Melalui pencariannya di Upwork, dia cukup beruntung menemukan seseorang yang bersemangat seperti dia, yang kebetulan berada di Polandia. Hubungan itu akhirnya berjalan dengan sangat baik, jadi alih-alih mencari karyawan, dia menemukan seseorang yang berubah menjadi pasangan.
Mitra teknis membuat semua perbedaan.
Dengan bagian teknis dari teka-teki yang terpecahkan, mereka dapat melaju dengan kecepatan penuh bersama-sama. Dari waktu ke waktu ia membawa desain visual dan konsultan lain untuk benar-benar membuat aplikasi terlihat luar biasa.
Masa Depan Tally Ho
Tally Ho baru saja diluncurkan di App Store dan pasti akan sukses. Itu karena Everitt tidak berencana untuk menghentikan pengujian. Dia ingin mendapatkan umpan balik yang konstan sehingga dia dapat mencapai tujuannya menjadikan Tally Ho sebagai aplikasi utama untuk mengumpulkan teman.
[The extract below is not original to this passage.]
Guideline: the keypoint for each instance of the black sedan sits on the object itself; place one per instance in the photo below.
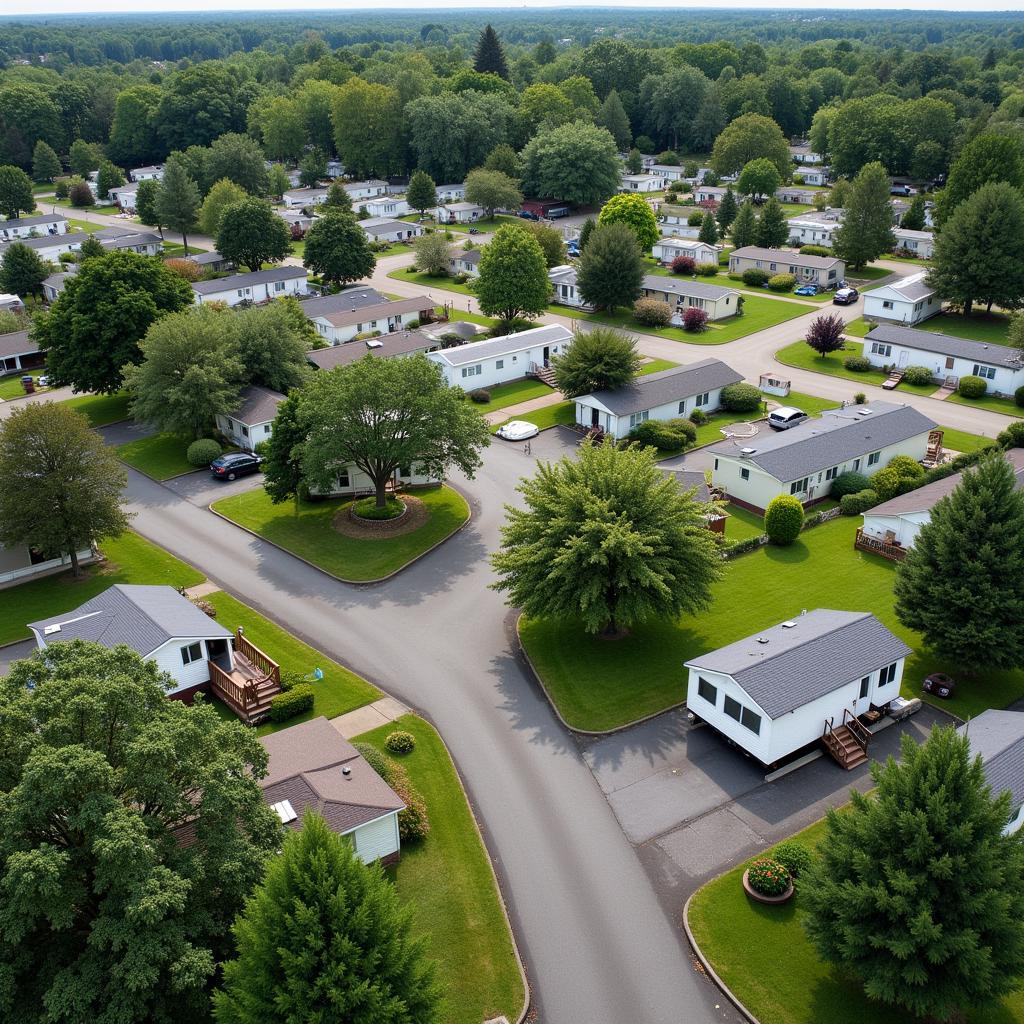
(227, 467)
Ia juga berencana untuk menyempurnakan desainnya agar lebih apik, cepat, dan menyenangkan . Pada saat yang sama, ia juga ingin fokus pada perluasan fungsionalitas. Ini mungkin datang dalam bentuk integrasi dengan kalender pengguna untuk menemukan waktu dengan cepat ketika mereka tersedia. Tantangan desain adalah menjaga agar pengalaman tetap sederhana bagi pengguna baru, sambil membangun fitur-fitur canggih untuk pengguna bertenaga.
Proses desain dan umpan balik pengguna merupakan bagian integral untuk membantu Everitt membuat perencanaan kelompok menjadi lebih sederhana. Kita semua harus mengisi waktu luang kita dengan orang-orang yang paling kita sayangi lebih sering dan Tally Ho adalah langkah ke arah yang benar.
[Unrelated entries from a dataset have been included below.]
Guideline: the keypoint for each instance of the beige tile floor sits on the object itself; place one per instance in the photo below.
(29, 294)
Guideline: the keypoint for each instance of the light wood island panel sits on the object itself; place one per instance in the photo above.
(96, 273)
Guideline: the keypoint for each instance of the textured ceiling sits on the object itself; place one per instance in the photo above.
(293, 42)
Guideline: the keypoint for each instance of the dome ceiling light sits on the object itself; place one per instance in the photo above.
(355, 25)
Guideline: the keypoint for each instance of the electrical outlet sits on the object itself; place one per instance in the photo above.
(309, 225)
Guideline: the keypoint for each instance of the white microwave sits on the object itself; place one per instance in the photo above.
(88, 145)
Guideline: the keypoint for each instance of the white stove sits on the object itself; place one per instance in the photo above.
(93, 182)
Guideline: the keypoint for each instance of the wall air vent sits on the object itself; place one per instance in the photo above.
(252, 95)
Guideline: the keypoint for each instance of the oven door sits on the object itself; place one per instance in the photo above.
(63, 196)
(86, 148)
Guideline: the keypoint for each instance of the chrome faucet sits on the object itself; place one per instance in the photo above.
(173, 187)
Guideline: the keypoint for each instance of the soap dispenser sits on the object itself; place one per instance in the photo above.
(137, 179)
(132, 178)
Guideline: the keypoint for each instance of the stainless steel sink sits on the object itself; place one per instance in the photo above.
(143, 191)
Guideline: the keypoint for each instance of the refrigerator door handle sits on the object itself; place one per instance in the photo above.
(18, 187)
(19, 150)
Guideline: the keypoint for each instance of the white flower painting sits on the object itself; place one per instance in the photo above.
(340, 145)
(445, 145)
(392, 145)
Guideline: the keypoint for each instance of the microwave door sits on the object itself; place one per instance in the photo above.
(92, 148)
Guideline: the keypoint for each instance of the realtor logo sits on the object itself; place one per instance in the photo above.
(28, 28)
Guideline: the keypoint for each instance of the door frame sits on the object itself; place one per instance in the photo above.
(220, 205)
Mungkin terlalu dini untuk menyebutnya, tetapi Everitt sudah tahu siapa penggemar terbesar Tally Ho – putra kecilnya! Saat dia terus mengejar impian aplikasinya, dia memastikan dia selalu memiliki banyak waktu untuk dihabiskan bersama putra dan istrinya yang berusia tiga bulan.
Lagi pula, Tally Ho bertujuan untuk membuat kita lebih sering bertatap muka dan Everitt tentu saja mempraktikkan apa yang dia khotbahkan.
[Posting ini pertama kali muncul di Proto.io dan telah direproduksi dengan izin.]